Pros: CV output & MIDI Output Cost
Cons: Not sturdy. Dropped it once off my desk and 3 of the knobs don't work very well anymore. Difficult to sequence or know the sequence. With no display or LED feedback, knowing which note each step is on is really a guess. It does key lock to mode, but there's not an easy well to tell what the tonic is. ie; I can lock to minor but I don't know which minor scale it's set to.
This would have been killer hardware with a simple 2 character 7 segment at the least. As is, it's ok for quick sequencing if you don't mind making mostly random sequencers.
Also missing many advanced features like step repeat, step velocity, step skip (not mute)

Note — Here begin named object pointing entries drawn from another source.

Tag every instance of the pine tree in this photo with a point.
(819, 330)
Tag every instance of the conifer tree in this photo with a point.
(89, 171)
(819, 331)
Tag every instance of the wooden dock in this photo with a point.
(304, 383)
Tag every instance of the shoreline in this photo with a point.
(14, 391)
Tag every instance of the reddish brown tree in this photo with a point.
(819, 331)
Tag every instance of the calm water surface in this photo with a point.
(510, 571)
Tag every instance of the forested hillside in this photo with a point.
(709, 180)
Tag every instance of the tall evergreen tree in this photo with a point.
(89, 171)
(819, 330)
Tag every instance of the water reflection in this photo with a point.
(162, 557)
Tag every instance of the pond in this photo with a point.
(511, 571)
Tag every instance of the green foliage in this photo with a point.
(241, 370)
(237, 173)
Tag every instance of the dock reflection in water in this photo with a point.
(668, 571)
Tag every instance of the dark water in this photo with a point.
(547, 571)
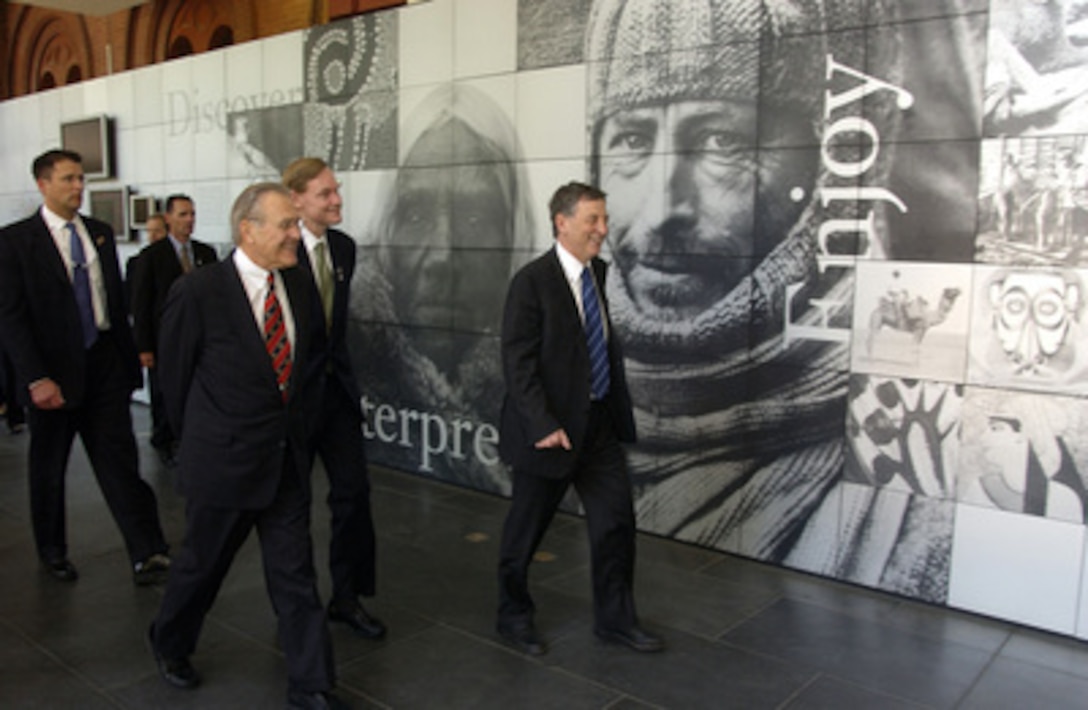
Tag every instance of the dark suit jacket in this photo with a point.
(221, 390)
(331, 356)
(38, 315)
(546, 370)
(157, 270)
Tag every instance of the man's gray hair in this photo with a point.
(248, 206)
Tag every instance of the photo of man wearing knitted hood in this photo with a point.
(453, 223)
(734, 139)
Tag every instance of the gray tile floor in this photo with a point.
(740, 634)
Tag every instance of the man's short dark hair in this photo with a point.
(44, 164)
(566, 199)
(175, 198)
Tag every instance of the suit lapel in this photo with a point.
(47, 253)
(560, 288)
(298, 284)
(240, 316)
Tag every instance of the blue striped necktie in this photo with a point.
(81, 283)
(595, 338)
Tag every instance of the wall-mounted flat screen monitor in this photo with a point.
(140, 207)
(110, 204)
(93, 138)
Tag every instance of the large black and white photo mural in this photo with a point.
(849, 253)
(843, 235)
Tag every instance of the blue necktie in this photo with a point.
(81, 283)
(595, 338)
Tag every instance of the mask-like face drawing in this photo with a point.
(1033, 315)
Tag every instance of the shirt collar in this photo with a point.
(309, 238)
(56, 222)
(570, 264)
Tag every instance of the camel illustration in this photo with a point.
(897, 310)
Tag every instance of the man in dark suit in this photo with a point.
(565, 413)
(235, 343)
(161, 263)
(63, 324)
(328, 254)
(156, 231)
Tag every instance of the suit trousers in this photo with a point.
(212, 538)
(604, 487)
(340, 443)
(162, 436)
(104, 425)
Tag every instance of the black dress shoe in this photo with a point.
(153, 570)
(298, 700)
(635, 637)
(175, 671)
(523, 637)
(60, 569)
(353, 614)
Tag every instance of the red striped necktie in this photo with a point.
(275, 338)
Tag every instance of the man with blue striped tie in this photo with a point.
(566, 411)
(63, 322)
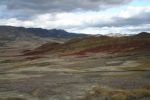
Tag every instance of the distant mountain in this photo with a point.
(9, 31)
(95, 44)
(21, 37)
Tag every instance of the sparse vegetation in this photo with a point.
(114, 94)
(13, 98)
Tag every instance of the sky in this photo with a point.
(80, 16)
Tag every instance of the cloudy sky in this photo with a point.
(81, 16)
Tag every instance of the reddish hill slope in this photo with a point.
(94, 44)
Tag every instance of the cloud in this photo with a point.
(19, 8)
(126, 19)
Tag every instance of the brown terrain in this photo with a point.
(87, 68)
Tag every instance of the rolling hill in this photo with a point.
(95, 44)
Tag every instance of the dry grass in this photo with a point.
(103, 93)
(15, 98)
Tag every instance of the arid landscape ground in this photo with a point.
(88, 68)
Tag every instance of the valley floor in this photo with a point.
(101, 76)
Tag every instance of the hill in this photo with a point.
(95, 44)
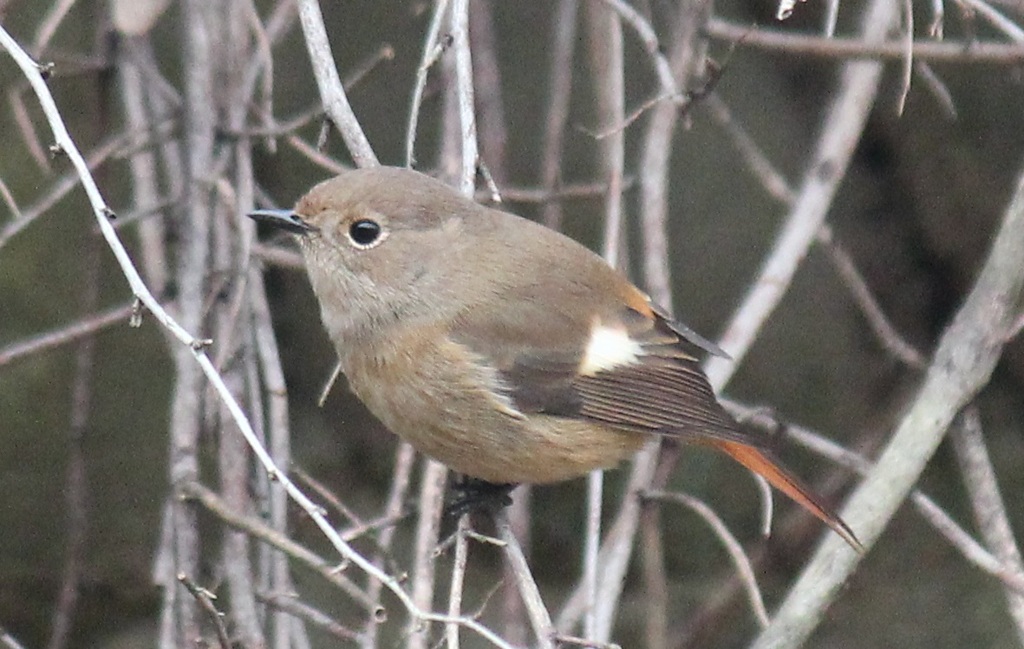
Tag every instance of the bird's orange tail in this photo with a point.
(779, 478)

I have found many sequencers try too hard to be all things to all people. The Beatstep is a 16 step sequencer with all the basic necessary tools, no more and nothing missing either. It is well built- to last, has a great feel for manipulating the sequences while it is running: hitting the large rubber buttons feels like playing music. Beatstep takes about three minutes to learn, and is fun to use. It has MIDI, Gate and CV trigger 3.5mm jacks on the side (the MIDI 5 pin adapter comes with the Beatstep). It can store 16 patterns, run at 4 speeds (1/4, 1/8, 1/16 & 1/32) and has fine tuning to speed up or slow down with the big knob you see on the upper left of the unit. It has "Play" & "Stop" controls as well as a button for running sequences or in the stop mode, you can just trigger individual steps by hitting one of the corresponding 16 step buttons. The Beatstep can run sequence forward, backward, alternate forward to the last step and reverse back to the first and repeat, or can randomize playing steps. Beatstep can play in Chromatic, Major, Minor, Dorian, Mixolydian, Harm Minor, Blues or User defined modes. Each of the 16 small (8 over 8) knobs corresponds to each of the 16 (8 over 8) button steps below and can adjust tone for the corresponding step. Beatstep is really intuitive once you start messing around with it. Reading this review I'm typing now makes the Beatstep seem a lot more complicated than it is. You can pick it up, press play and understand that the moving lights across the buttons can be turned on or off to either make noise or not when the light reaches pad. I've used the Beatstep to sequence everything I can find with a Gate or CV trigger or MIDI input. Korg Volca units, Microbute, Moog Minitaur & Mother 32, Dave Smith Desktop Mopho, Rucci Handmade Instruments, Atari Punk Consoles and other 8 bit synths, Roland System-1m, Wave Signal Generators, MeeBlip, Arduino Synths, VST Synths... anything that makes a noise with MIDI, Gate or CV triggers. It's a perfect sequencer for anyone who wants "just a sequencer" and not a bunch of bells and whistles. And at $100- the price is low, if not perfect.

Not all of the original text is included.